『煙』3.取り戻せない日常
3.取り戻せない日常
寝て、起きたら。
良い匂いがした。
わたしのいた村ではあまり食べたことのないあさごはんだ。
ベーコンと目玉焼きと、焼いたパンに、ミルク。
いつも、雑穀のオートミールだったから、思わず、唾が。
「おはよう姉さん。ちびもな。」
この人、紅い髪のお兄さんはわたしの頭をなでる。
わたしの恩人。きれいで、かっこいいひと。
テーブルで準備をしているのはそのお姉さん。金髪の綺麗な人。
「嫌いな食べ物は、この中にある?」
私は首を横に振る。
「良かった。もう少しかかるから先に顔を洗ってきて。」
わたしは昨日、教えてもらった洗面所に歩いていった。
ペタペタと、わたしの足音。
木の板が張り巡らされた床は、裸足の足には少し冷たいけど、きもちいい。
洗面所には、小さな台が置いてあって、背が低いわたしでも洗面台に届く。
蛇口を捻る。直ぐに綺麗な水が流れる。
村ではなかったこと。
お兄さんとお姉さんと、もう一人のお兄さんの家だというこの場所は、わたしにとってはお伽の国のお城。

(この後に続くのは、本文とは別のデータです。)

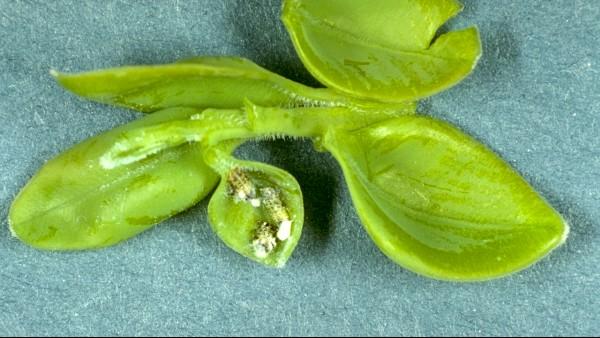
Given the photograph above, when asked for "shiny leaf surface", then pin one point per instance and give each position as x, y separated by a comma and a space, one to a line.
75, 203
441, 204
381, 49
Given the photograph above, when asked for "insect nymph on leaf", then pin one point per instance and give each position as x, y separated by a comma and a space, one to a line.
241, 187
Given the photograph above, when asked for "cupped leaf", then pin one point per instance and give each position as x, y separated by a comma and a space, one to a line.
257, 210
73, 202
441, 204
381, 49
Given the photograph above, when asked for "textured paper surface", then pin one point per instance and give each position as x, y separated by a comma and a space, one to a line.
534, 98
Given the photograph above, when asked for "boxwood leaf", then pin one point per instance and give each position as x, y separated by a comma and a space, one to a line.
441, 204
75, 203
381, 49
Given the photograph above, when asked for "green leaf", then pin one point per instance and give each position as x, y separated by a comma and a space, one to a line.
201, 82
381, 49
75, 203
257, 210
440, 204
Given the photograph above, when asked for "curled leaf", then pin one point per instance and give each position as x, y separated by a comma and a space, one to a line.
257, 210
215, 82
73, 202
381, 49
441, 204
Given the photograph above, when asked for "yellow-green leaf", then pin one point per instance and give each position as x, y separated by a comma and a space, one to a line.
441, 204
73, 202
381, 49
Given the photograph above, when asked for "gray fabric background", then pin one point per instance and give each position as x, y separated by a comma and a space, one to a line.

広くてきれいで、住んでいる人も、お姫さまと王子さまみたいにきれいで。
なにもかも、違った。
「…いただきます」
手を合わせて、まずミルクを飲んだ。
甘くておいしい。
パンもかじって、ベーコンも、目玉焼きも。
甘くて、こうばしくて、おいしい。
「ゆっくり食べたらいいからね。」
「は、い」
わたしはしばらく口を動かすことに夢中になった。
食べきれなかった分はお姉さんとお兄さんが食べてくれた。
食べ終わって、歯を磨いたら
「この服、どう?春の新作なんだけど。」
お姉さんが服を見せてくれた。私が好きな花の色の服。
長いスカートの、村ではお金持ちの家の子が着ていそうな。
「これに着替えたら、ディルの所に連れていってあげる。」
「これを…?」
わたしの服?でも、こんな高そうなもの。
「気にしないで、着る人もいないから。きっと、あなたに似合うわ。」
そう言って、にっこりと笑った顔は、似ていた。
おかあさん。
わたしの目の前で、いなくなっちゃったお母さん。
「どうしたの?嫌だった?」
わたしは無言で首を振る。
いけない、泣いちゃダメ。
「ありがとう、です。お姉さん。」
わたしは服を受け取って、着替えた。